First, rapid hospital treatment (clot-busting drugs or a catheter procedure, plus careful control of blood pressure, sugar and swelling) “saves” threatened brain tissue—so minutes matter. In the weeks and months that follow, the surviving brain rewires itself and grows new blood vessels, and that self-repair works best when you give it the right signals: daily, task-specific rehab exercises, regular aerobic activity, good sleep, and strict control of smoking, blood pressure, cholesterol and diabetes; tools like non-invasive brain stimulation or certain medications are optional add-ons guided by specialists.

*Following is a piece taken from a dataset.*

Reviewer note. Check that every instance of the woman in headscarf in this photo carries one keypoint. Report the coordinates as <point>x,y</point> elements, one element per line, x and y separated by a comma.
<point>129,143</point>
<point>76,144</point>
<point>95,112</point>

Put simply, the brain heals through a mix of early damage-limiting care and long-term, repetitive practice in a healthy body, with emerging technologies offering extra (but still experimental) help for some people.
For patients able to tolerate intensive therapy, the average stay in a U.S. inpatient rehabilitation hospital is about 15–18 days (roughly 2–3 weeks); if a skilled-nursing rehab unit is needed, expect closer to 4–5 weeks before stepping down to outpatient or home therapy several times a week. How long you personally stay hinges on stroke severity, other medical problems, progress on daily-living skills, insurance rules, and the safety of your home setup—so ask the rehab team what specific goals you must meet to move to the next level of care.